Phase 5 discharges the Schur-complement invertibility hypotheses for transient hidden blocks. It introduces:

- `IsStrictlySubstochastic`: entrywise nonnegative square matrices whose row sums are all strictly less than `1`.

- `IsTransientHidden`: entrywise nonnegative square matrices whose some power has all row sums strictly less than `1`.

- `mulVec_one_sub_injective`: injectivity of `(1 - A).mulVec` for strictly substochastic `A`.

- `isUnit_one_sub_of_strictly_substochastic`: `1 - A` is a unit for strictly substochastic `A`.

- `isUnit_one_sub_of_transient`: `1 - A` is a unit for transient hidden blocks.

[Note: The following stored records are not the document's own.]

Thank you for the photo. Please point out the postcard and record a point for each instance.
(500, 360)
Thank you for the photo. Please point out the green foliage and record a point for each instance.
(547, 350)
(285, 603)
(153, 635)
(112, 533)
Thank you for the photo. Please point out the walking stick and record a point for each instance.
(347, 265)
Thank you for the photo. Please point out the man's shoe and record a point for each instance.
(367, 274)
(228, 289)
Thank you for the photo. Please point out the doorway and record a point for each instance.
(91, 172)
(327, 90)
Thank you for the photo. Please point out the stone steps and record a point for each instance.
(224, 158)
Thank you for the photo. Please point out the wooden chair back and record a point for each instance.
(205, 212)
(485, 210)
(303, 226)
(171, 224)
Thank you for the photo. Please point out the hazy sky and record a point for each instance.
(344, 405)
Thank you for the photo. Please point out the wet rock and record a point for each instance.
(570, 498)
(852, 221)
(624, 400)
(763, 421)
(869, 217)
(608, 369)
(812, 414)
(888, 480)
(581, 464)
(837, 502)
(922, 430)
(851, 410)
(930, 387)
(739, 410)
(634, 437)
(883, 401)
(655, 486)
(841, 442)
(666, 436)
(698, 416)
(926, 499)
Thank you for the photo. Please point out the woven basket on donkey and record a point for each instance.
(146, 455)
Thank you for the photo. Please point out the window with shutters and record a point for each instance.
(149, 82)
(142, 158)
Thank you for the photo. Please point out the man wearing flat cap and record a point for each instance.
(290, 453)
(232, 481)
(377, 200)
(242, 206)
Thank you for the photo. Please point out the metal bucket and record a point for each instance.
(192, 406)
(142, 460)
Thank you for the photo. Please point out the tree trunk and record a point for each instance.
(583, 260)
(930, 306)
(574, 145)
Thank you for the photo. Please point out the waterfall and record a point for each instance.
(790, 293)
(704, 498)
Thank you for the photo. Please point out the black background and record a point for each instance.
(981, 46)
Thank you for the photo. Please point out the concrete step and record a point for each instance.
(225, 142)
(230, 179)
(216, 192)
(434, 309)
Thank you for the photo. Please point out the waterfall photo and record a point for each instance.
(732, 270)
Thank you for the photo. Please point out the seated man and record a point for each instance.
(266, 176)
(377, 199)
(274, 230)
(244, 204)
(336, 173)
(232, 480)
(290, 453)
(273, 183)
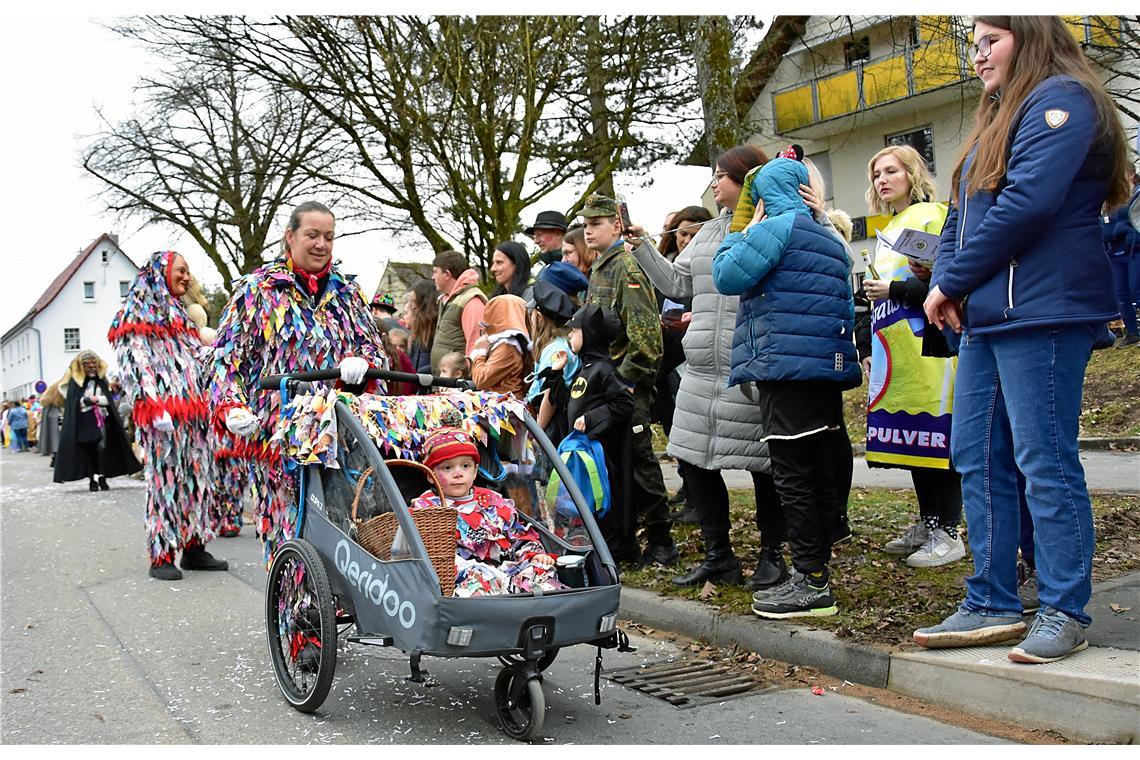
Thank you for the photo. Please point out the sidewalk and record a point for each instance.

- `trace_row_stochastic_substochastic`: trace row-stochasticity without a separate invertibility hypothesis.

- `trace_tower_substochastic`: the trace tower law with invertibility discharged from strict substochasticity.

- `trace_sem_le_trans_substochastic`: trace-semantic order transitivity with invertibility discharged from strict substochasticity.

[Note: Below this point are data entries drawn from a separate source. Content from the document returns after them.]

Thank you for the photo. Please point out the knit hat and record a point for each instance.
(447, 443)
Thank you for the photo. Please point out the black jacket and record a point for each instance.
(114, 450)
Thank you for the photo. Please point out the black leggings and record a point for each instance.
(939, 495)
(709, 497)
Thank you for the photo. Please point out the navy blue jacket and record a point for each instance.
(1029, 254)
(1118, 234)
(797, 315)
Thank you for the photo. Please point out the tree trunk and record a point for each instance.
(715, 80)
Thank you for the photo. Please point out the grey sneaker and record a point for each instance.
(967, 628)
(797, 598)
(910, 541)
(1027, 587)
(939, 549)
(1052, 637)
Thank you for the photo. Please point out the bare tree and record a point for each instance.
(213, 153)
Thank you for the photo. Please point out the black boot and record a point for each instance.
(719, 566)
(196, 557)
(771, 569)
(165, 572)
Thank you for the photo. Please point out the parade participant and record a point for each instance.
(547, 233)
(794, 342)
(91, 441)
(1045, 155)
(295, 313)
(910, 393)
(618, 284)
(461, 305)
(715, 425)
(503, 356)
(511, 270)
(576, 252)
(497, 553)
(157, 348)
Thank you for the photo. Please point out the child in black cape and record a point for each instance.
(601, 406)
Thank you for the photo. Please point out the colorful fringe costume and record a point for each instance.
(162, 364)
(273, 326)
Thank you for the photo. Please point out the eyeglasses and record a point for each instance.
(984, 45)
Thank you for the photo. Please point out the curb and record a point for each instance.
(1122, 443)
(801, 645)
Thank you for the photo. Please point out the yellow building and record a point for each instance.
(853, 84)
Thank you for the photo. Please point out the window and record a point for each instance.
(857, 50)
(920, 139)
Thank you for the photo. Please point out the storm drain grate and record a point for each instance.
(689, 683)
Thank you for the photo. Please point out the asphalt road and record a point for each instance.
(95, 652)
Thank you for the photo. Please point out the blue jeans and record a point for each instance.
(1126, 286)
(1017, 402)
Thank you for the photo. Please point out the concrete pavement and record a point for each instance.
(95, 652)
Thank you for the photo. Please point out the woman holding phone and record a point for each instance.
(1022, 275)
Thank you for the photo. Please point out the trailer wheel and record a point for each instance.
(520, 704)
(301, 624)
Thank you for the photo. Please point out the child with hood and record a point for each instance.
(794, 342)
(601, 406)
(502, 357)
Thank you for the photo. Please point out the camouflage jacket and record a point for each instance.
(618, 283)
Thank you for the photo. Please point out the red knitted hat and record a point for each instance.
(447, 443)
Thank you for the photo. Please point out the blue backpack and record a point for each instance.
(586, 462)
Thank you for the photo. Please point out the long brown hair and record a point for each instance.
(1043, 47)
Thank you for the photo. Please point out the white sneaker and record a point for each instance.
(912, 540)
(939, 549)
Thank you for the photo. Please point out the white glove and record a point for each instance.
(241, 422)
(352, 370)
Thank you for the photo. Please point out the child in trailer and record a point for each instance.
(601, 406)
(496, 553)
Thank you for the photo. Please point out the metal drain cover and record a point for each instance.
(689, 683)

- `trace_tower_transient`: the trace tower law with invertibility discharged from transient-hidden-block hypotheses.

- `trace_sem_le_trans_transient`: trace-semantic order transitivity with invertibility discharged from transient-hidden-block hypotheses.

For all transient Markov-chain hidden blocks in this formal sense, the trace tower and trace-semantic transitivity results are unconditional: the required inverses are proved from the finite-power row-sum escape condition rather than assumed separately. The proof avoids Perron-Frobenius by reducing the transient case to the same maximum-entry argument applied to `A^N`.

## Future Work

Optional future work is to connect this finite-power row-sum definition of transience to spectral-radius and Perron-Frobenius formulations once Mathlib has more infrastructure for nonnegative matrices.

## Building

```bash

lake exe cache get

lake build

```

## Verification

The Phase 5 source compiles cleanly with Mathlib v4.28.0 and contains no `sorry` or `admit`.